Liuzhou Casual Trip (Part 1)

Liuzhou Casual Trip (Part 1)

📍 Bangkok · 👁 6372 reads · ❤️ 26 likes

2021.5.2–6

Because some friends were in Liuzhou, a group of five of us—Old Shi and his wife, Old Zhang and his wife, plus myself—decided to take advantage of the May Day holiday and go for a stroll in Liuzhou.

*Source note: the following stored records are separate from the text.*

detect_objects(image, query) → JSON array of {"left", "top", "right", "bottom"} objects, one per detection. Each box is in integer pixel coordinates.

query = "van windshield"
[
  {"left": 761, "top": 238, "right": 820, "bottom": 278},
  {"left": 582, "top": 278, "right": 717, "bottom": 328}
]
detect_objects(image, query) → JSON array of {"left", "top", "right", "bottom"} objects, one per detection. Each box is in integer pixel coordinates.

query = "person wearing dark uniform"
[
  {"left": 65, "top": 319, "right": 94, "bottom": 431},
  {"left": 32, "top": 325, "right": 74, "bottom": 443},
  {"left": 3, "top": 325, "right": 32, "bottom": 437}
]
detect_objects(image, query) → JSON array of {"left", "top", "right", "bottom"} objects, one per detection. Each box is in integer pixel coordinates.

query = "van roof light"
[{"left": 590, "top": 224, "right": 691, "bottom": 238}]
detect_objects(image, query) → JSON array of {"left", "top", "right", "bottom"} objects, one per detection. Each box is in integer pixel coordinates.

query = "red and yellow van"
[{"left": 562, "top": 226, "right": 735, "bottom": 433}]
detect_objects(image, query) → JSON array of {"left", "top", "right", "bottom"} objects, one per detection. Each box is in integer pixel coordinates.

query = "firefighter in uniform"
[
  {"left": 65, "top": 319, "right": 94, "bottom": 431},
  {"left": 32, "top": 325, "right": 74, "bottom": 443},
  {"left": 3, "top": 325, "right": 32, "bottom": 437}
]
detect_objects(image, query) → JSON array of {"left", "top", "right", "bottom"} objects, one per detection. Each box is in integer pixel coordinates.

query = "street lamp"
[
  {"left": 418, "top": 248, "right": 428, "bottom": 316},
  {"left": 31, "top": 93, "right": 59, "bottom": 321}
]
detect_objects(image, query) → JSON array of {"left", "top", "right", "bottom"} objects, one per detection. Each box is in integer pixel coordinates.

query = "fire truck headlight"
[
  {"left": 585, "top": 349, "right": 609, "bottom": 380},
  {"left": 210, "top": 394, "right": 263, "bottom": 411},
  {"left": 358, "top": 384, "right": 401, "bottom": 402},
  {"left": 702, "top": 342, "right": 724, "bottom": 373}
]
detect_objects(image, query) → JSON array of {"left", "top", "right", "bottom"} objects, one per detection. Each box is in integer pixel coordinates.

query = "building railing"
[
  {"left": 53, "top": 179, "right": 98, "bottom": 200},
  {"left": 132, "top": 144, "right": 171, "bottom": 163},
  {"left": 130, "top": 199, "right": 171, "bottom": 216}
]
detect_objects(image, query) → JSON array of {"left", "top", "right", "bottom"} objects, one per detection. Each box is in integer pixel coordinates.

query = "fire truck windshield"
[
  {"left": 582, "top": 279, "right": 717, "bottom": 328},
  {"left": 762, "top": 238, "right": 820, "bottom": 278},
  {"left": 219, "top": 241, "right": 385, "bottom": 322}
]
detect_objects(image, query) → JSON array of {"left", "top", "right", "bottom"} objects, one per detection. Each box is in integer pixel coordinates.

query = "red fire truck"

On the afternoon of the 2nd, we gathered at Shenzhen Futian High-Speed Rail Station, and at 5 p.m. we smoothly boarded the train and set off. Since it was a last-minute decision and we didn't buy tickets together, I ended up in an adjacent carriage from the two couples. After the train departed, Old Zhang specially brought over some watermelon, and we chatted casually for a few minutes. But shortly after he returned, Old Shi's wife, Teacher Zhang, hurried over and said that during a stop, Old Shi and Old Zhang had gotten off to smoke and missed the train—they were left behind at Humen South Station. I was startled; the train had only been running for about ten minutes from Shenzhen. I quickly went over and sat in their seats in the carriage. While calling them at Humen South Station, I also quickly searched the train schedule on my phone. The next available train was the next morning; if they caught that one, they wouldn’t arrive in Liuzhou until noon the next day. Just as I was pondering, the two smokers called back excitedly, saying that several other people had also been left behind at Humen South Station for the same reason—so there were quite a few kindred spirits in the same predicament. Over the phone, they seemed to have found a good excuse for this unique but helpless experience. They said they had contacted someone and decided to rent a car with two other people to drive to Liuzhou—about 600 kilometers—and they'd arrive by a little after 2 a.m. We told them to be careful, then started teasing these two eccentric smokers, who became the laughingstock of our remaining trip.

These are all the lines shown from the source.